Due to a noticeable fact in the aviation safety domain, many public safety reports are available. However, most of these reports are unannotated or poorly automatically annotated, while a very few reports are actually well annotated. This makes the process of corpus construction a very hard task for the evaluation process, that requires extensive time and effort of the experts.

As mentioned in [20], we are creating a high quality, very precise gold standard corpus out of, mainly, initial aviation safety reports taken from different authorities’ resources, for example, UZPLNFootnote 4, where they have their public aviation investigation incidents and accidents reports. Also, the corpus contains confidential data provided by the partners of the current project that this work is included in.

Experts in aviation domain manually annotated domain terms (entities) in each report with respect to the Aviation Safety Ontology (ASO) that mentioned earlier. Technically, they used the General Architecture for Text Engineering (GATE) toolFootnote 5.

To this end, this corpus consists of 80 high quality annotated documents that will hopefully grow fast through time.

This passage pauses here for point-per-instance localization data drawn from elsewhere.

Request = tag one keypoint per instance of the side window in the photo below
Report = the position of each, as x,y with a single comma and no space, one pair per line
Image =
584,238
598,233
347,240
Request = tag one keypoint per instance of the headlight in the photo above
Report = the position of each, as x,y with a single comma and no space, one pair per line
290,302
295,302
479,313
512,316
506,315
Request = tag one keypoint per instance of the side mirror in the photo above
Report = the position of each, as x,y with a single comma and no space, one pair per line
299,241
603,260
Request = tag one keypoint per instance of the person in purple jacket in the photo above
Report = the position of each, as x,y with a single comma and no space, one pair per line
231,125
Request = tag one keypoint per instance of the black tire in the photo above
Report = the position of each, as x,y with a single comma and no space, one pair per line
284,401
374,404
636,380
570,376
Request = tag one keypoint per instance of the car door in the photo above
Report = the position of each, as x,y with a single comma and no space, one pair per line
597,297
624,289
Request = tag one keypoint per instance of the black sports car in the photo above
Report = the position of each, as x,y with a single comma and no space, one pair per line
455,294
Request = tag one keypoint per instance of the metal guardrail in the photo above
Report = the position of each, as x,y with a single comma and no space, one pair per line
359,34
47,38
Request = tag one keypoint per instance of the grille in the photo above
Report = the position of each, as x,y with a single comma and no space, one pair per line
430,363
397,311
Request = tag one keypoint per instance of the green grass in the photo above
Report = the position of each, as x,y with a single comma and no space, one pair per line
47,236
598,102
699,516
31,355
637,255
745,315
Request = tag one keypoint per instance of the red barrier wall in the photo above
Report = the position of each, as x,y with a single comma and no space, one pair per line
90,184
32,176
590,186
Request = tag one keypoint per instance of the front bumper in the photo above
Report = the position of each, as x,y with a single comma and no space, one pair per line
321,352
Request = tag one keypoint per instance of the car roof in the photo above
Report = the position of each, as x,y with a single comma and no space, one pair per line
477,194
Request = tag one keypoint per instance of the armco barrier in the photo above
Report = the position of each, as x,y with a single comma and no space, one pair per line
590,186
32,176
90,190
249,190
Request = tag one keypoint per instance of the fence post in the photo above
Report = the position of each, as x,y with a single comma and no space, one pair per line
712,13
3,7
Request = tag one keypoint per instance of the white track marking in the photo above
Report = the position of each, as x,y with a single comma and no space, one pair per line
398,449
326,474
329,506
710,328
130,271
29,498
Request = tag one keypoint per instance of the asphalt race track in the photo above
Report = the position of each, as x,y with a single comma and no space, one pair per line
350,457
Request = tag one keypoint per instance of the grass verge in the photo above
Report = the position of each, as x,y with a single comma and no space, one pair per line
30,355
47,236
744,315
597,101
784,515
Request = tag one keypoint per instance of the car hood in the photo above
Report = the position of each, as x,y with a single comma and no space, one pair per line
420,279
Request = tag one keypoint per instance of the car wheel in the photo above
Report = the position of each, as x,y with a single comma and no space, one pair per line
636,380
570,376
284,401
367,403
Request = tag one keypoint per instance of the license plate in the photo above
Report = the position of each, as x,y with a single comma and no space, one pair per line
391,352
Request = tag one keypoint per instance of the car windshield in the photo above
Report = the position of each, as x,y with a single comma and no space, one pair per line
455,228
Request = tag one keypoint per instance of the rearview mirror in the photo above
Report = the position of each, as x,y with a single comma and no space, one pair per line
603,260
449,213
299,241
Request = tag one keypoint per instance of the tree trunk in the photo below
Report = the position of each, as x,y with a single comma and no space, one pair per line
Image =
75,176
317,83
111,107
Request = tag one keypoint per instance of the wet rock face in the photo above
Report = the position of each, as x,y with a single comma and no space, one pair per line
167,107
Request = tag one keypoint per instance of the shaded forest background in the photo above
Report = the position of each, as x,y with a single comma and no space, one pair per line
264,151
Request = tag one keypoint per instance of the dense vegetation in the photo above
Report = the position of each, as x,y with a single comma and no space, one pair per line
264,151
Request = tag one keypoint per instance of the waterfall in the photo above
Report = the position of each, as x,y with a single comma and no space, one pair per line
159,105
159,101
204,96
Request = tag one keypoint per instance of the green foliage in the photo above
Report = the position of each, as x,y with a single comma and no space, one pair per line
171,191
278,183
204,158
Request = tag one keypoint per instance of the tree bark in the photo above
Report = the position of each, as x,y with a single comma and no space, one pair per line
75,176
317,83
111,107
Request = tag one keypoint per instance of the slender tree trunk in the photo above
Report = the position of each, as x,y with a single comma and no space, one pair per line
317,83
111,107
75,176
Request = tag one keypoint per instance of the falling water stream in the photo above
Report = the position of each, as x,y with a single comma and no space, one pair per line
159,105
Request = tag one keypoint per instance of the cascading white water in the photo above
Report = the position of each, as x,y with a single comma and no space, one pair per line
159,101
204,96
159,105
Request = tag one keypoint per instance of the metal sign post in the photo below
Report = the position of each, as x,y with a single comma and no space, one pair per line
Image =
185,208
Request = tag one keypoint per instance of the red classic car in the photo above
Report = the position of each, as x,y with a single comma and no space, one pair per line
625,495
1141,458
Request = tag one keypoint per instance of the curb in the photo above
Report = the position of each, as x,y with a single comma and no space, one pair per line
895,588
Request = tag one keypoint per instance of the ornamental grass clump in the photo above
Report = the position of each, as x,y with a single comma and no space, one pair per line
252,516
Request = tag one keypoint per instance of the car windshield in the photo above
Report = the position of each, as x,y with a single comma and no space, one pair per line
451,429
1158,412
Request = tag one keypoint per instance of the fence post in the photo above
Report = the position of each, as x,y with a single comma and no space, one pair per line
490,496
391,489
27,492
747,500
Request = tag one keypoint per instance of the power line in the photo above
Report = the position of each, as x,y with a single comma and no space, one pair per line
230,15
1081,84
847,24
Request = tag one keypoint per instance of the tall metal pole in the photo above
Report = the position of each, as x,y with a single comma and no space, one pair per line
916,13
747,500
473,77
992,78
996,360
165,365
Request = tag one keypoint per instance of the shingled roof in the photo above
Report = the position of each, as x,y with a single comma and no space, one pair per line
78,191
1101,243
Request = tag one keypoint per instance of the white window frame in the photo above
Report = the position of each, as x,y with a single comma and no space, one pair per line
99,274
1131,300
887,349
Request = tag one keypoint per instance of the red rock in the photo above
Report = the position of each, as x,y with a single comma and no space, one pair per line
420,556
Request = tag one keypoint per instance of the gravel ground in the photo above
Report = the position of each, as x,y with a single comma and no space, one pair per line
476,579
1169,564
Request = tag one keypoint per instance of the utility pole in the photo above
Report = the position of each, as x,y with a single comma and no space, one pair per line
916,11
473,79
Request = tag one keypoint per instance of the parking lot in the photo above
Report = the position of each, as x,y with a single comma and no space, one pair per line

We need this kind of corpus for the evaluation process of the annotation pipeline using the well-known recall, precession and F1 score metrics. Regarding the ontology learning evaluation task, we will only be able to evaluate the algorithms and the methods of the generated concepts and relations but not the quality of the ontology. Creating ontologies automatically doesn’t guarantee the quality of these ontologies. We want the ontology that we are creating to keep some reliable level of quality. In order to achieve that, aviation ontology is revised by experts who understand the problem. This way experts will not be forced to process or to read every single report. Instead, they will be offered some typical notions, relationships, and data patterns that they can generalize into a logical knowledge.

7 Conclusions

In this proposal, a novel iterative methodology of semantic annotations and ontology learning has been presented, in order to improve the understanding of the huge jargon unstructured incidents and accidents safety reports in the aviation domain, and supporting the smart form generation for easier and more efficient reporting process.